Comments: {'02': 2996, '01': 2089, '22': 3372, '21': 4500, '19': 3954, '17': 5547, '15': 18525, '14': 4972, '13': 7245, '11': 2797, '10': 3013, '09': 1477, '07': 1585, '03': 2154, '16': 4466, '08': 2362, '00': 2277, '23': 2297, '20': 4462, '18': 4877, '12': 4234, '04': 2360, '06': 1587, '05': 1838}


#### Calculating the average number of comments ask posts receive by hour created

In [42]:
avg_by_hour = []

for hour in counts_by_hour:
  avg_comments_per_hour = comments_by_hour[hour] / counts_by_hour[hour]
  avg_by_hour.append([hour, avg_comments_per_hour])

print(avg_by_hour)

[['02', 13.198237885462555], ['01', 9.367713004484305], ['22', 11.749128919860627], ['21', 11.056511056511056], ['19', 9.414285714285715], ['17', 13.73019801980198], ['15', 39.66809421841542], ['14', 13.153439153439153], ['13', 22.2239263803681], ['11', 11.143426294820717], ['10', 13.757990867579908], ['09', 8.392045454545455], ['07', 10.095541401273886], ['03', 10.160377358490566], ['16', 10.76144578313253], ['08', 12.43157894736842], ['00', 9.857142857142858], ['23', 8.322463768115941], ['20', 11.38265306122449], ['18', 10.789823008849558], ['12', 15.452554744525548], ['04', 12.688172043010752], ['06', 9.017045454545455], ['05', 11.139393939393939]]
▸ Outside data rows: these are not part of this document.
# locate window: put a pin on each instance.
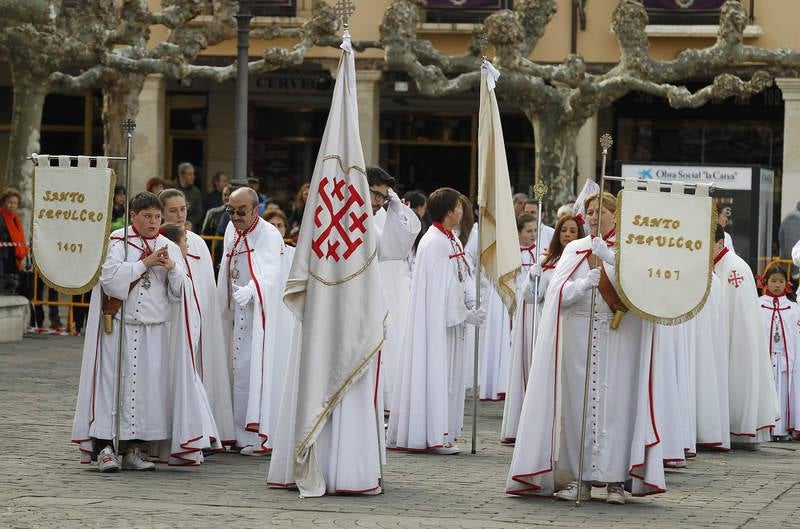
(687, 11)
(463, 10)
(269, 8)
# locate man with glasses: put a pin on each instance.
(397, 226)
(250, 291)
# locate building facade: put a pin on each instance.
(429, 142)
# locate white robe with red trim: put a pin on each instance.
(521, 351)
(496, 344)
(622, 442)
(751, 391)
(397, 230)
(669, 405)
(711, 373)
(163, 401)
(429, 388)
(781, 319)
(251, 330)
(211, 354)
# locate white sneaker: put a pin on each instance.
(570, 492)
(250, 450)
(616, 494)
(135, 460)
(446, 450)
(107, 461)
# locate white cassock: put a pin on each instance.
(496, 344)
(669, 406)
(429, 388)
(751, 390)
(621, 440)
(253, 255)
(397, 227)
(163, 400)
(211, 355)
(781, 319)
(521, 348)
(711, 373)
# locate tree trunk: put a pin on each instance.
(26, 122)
(120, 102)
(555, 158)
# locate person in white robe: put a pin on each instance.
(164, 411)
(397, 226)
(711, 373)
(249, 289)
(781, 319)
(522, 350)
(496, 345)
(752, 400)
(211, 360)
(428, 412)
(621, 444)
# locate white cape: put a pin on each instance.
(752, 398)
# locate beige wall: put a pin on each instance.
(776, 18)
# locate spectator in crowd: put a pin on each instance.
(298, 207)
(118, 209)
(155, 185)
(519, 200)
(13, 248)
(789, 233)
(254, 183)
(213, 215)
(194, 198)
(213, 199)
(277, 218)
(418, 202)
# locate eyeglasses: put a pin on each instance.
(377, 196)
(241, 212)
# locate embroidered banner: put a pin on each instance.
(71, 221)
(664, 250)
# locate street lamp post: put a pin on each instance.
(240, 116)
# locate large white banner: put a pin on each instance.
(665, 248)
(71, 221)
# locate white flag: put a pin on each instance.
(334, 284)
(499, 252)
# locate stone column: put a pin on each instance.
(790, 188)
(149, 139)
(586, 150)
(369, 113)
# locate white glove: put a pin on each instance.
(244, 294)
(601, 251)
(535, 271)
(585, 284)
(476, 317)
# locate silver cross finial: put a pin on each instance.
(344, 9)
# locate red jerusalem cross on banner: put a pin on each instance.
(339, 216)
(735, 278)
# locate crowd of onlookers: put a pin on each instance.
(206, 216)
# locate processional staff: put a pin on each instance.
(605, 143)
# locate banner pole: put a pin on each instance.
(477, 343)
(605, 143)
(539, 191)
(128, 126)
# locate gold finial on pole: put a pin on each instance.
(344, 9)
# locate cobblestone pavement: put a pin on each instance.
(42, 484)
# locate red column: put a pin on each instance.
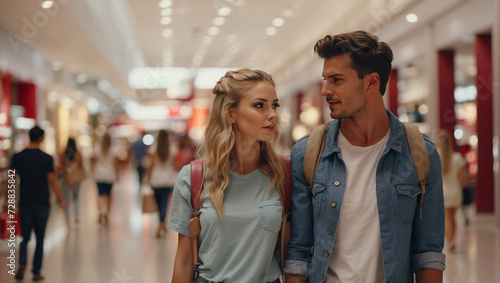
(446, 71)
(5, 99)
(484, 180)
(393, 92)
(26, 97)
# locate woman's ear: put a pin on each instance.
(230, 115)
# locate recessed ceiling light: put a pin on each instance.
(166, 12)
(411, 18)
(213, 30)
(166, 20)
(232, 38)
(271, 31)
(219, 21)
(224, 11)
(165, 3)
(47, 4)
(278, 22)
(167, 32)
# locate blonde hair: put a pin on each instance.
(444, 145)
(220, 139)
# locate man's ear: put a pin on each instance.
(372, 82)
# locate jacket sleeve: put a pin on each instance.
(428, 232)
(299, 254)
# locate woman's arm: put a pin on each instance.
(184, 262)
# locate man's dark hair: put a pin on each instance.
(35, 133)
(367, 53)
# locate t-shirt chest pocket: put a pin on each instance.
(270, 215)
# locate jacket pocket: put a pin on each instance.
(271, 215)
(406, 202)
(318, 196)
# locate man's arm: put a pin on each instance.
(297, 263)
(428, 232)
(56, 188)
(429, 275)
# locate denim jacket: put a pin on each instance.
(408, 243)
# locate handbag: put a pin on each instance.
(10, 225)
(148, 200)
(74, 173)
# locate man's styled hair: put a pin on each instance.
(35, 133)
(367, 53)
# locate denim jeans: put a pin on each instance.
(161, 197)
(33, 218)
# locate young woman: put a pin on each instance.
(240, 211)
(454, 180)
(106, 170)
(70, 157)
(161, 176)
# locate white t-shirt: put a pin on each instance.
(452, 189)
(357, 250)
(241, 247)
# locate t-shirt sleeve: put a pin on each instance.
(181, 209)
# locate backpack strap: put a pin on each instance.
(285, 195)
(314, 148)
(420, 157)
(197, 183)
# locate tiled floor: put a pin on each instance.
(127, 251)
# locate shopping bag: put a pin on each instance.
(10, 225)
(148, 200)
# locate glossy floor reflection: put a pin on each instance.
(127, 251)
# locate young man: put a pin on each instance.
(360, 221)
(36, 172)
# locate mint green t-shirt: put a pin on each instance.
(241, 247)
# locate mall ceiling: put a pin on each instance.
(107, 39)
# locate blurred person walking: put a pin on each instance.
(454, 180)
(71, 163)
(36, 173)
(240, 207)
(161, 175)
(106, 168)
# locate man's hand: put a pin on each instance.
(295, 278)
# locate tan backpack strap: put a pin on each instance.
(314, 148)
(420, 157)
(197, 182)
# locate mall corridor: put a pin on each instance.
(127, 251)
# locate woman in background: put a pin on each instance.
(454, 180)
(106, 166)
(70, 157)
(161, 175)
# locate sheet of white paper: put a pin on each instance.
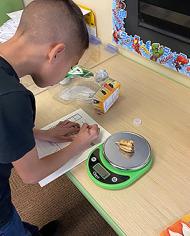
(15, 14)
(45, 148)
(84, 11)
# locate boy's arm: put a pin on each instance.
(31, 169)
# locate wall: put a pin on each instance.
(103, 12)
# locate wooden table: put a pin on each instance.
(162, 195)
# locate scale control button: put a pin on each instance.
(93, 159)
(95, 175)
(114, 179)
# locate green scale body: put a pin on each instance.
(107, 176)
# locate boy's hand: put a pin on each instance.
(85, 137)
(64, 131)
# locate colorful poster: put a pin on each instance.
(151, 50)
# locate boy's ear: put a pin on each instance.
(55, 52)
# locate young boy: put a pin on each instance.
(51, 38)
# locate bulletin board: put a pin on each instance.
(7, 6)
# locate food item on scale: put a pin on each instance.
(126, 145)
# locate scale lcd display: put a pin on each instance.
(101, 171)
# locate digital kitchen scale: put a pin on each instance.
(110, 168)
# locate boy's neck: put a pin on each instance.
(18, 55)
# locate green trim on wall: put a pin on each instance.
(7, 6)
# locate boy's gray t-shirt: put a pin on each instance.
(17, 114)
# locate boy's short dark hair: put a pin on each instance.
(55, 20)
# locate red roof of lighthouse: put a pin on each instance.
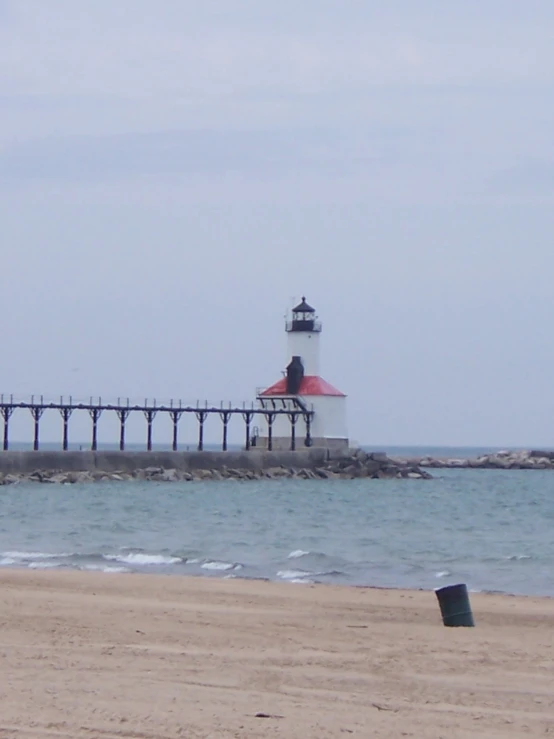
(310, 385)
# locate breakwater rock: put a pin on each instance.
(505, 460)
(316, 464)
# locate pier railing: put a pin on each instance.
(37, 405)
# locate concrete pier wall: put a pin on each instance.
(12, 462)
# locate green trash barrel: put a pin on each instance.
(455, 606)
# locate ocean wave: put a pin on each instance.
(31, 556)
(106, 568)
(297, 554)
(141, 559)
(293, 574)
(221, 566)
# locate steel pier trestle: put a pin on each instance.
(123, 408)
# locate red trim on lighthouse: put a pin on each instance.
(310, 385)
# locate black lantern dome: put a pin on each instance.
(304, 318)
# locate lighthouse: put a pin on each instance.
(302, 388)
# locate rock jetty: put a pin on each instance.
(505, 460)
(355, 464)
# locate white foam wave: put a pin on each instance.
(293, 575)
(27, 556)
(143, 559)
(223, 566)
(297, 554)
(104, 568)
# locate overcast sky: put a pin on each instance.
(173, 173)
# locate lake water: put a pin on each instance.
(491, 529)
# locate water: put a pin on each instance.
(491, 529)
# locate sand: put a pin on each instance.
(153, 657)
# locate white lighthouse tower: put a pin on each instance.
(302, 387)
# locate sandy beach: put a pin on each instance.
(153, 657)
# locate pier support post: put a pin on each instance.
(95, 414)
(149, 414)
(175, 418)
(66, 412)
(308, 420)
(36, 412)
(293, 419)
(248, 416)
(270, 419)
(225, 417)
(201, 416)
(7, 412)
(123, 414)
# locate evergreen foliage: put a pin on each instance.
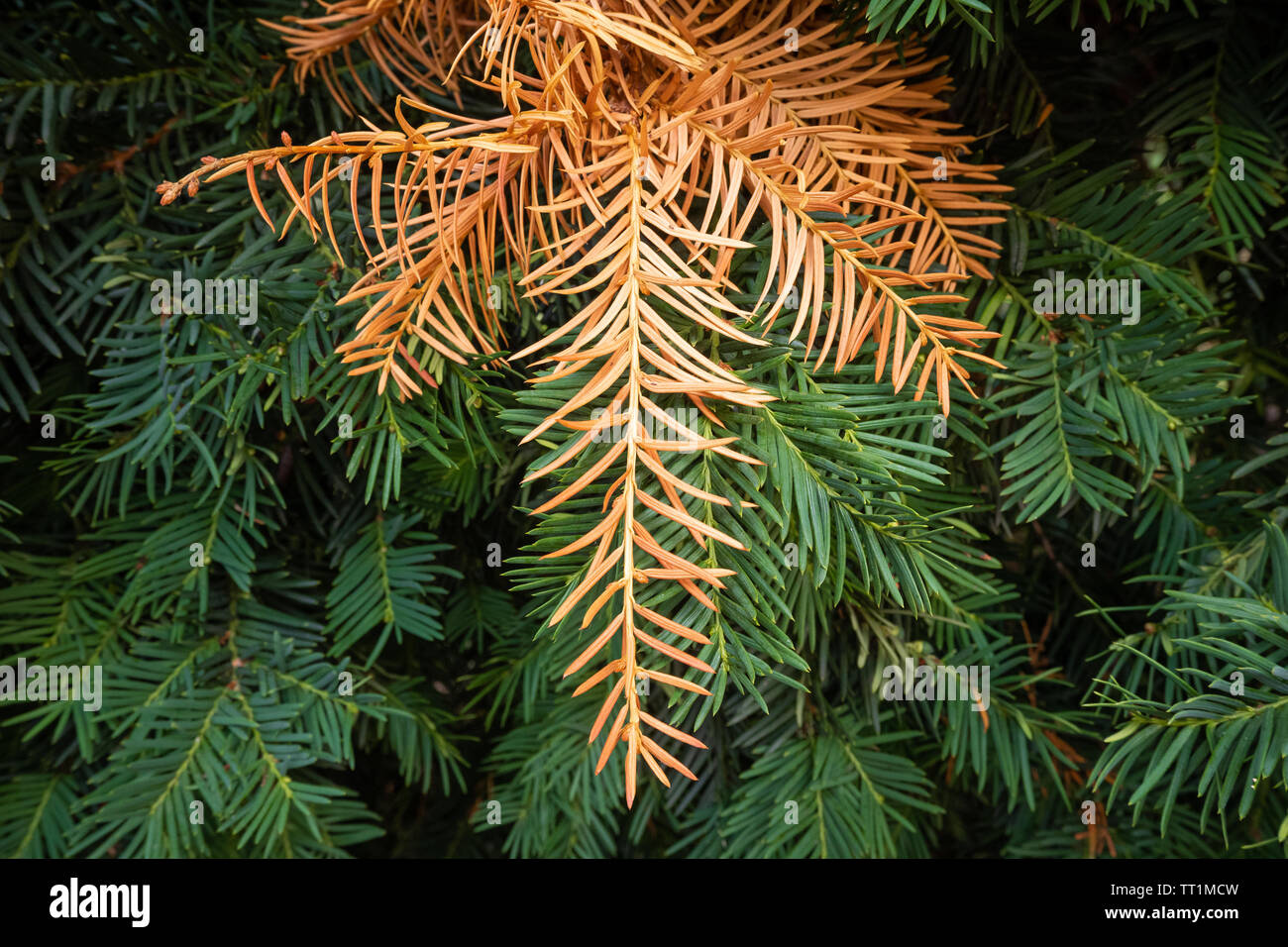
(321, 608)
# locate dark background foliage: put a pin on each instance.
(374, 554)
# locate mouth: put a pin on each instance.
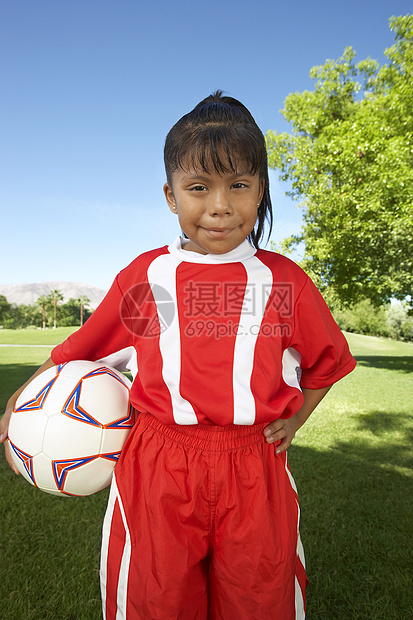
(218, 232)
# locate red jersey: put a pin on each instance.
(214, 339)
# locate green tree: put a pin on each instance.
(5, 309)
(43, 302)
(83, 301)
(349, 159)
(55, 297)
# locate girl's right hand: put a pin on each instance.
(5, 420)
(4, 428)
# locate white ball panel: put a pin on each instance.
(35, 386)
(27, 429)
(105, 398)
(59, 393)
(113, 439)
(68, 438)
(48, 435)
(89, 478)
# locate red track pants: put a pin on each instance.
(202, 524)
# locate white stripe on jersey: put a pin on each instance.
(291, 368)
(123, 576)
(260, 277)
(162, 270)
#### Sorting list and showing 5 top results

In [43]:
swap_avg_by_hour = []

for row in avg_by_hour:
  swap_avg_by_hour.append([row[1], row[0]])

print(swap_avg_by_hour)

[[13.198237885462555, '02'], [9.367713004484305, '01'], [11.749128919860627, '22'], [11.056511056511056, '21'], [9.414285714285715, '19'], [13.73019801980198, '17'], [39.66809421841542, '15'], [13.153439153439153, '14'], [22.2239263803681, '13'], [11.143426294820717, '11'], [13.757990867579908, '10'], [8.392045454545455, '09'], [10.095541401273886, '07'], [10.160377358490566, '03'], [10.76144578313253, '16'], [12.43157894736842, '08'], [9.857142857142858, '00'], [8.322463768115941, '23'], [11.38265306122449, '20'], [10.789823008849558, '18'], [15.452554744525548, '12'], [12.688172043010752, '04'], [9.017045454545455, '06'], [11.139393939393939, '05']]


In [44]:
#Top 5 hours with highest average rate of comments
sorted_swap = sorted(swap_avg_by_hour, reverse=True)
print(sorted_swap[:5])

[[39.66809421841542, '15'], [22.2239263803681, '13'], [15.452554744525548, '12'], [13.757990867579908, '10'], [13.73019801980198, '17']]


In [45]:
for row in sorted_swap[:5]:
  hr = dt.datetime.strptime(row[1], '%H')
  hr_formated = hr.strftime('%H:%M')

  conclusion = '{time} -> average {avg:.2f} comments per hour'.format(time=hr_formated, avg=row[0])
  print(conclusion)


15:00 -> average 39.67 comments per hour
13:00 -> average 22.22 comments per hour
12:00 -> average 15.45 comments per hour
10:00 -> average 13.76 comments per hour
17:00 -> average 13.73 comments per hour


## Conclusion
In this dataset I analyze `ASK HN` posts and at what time this type of post receive the most comments.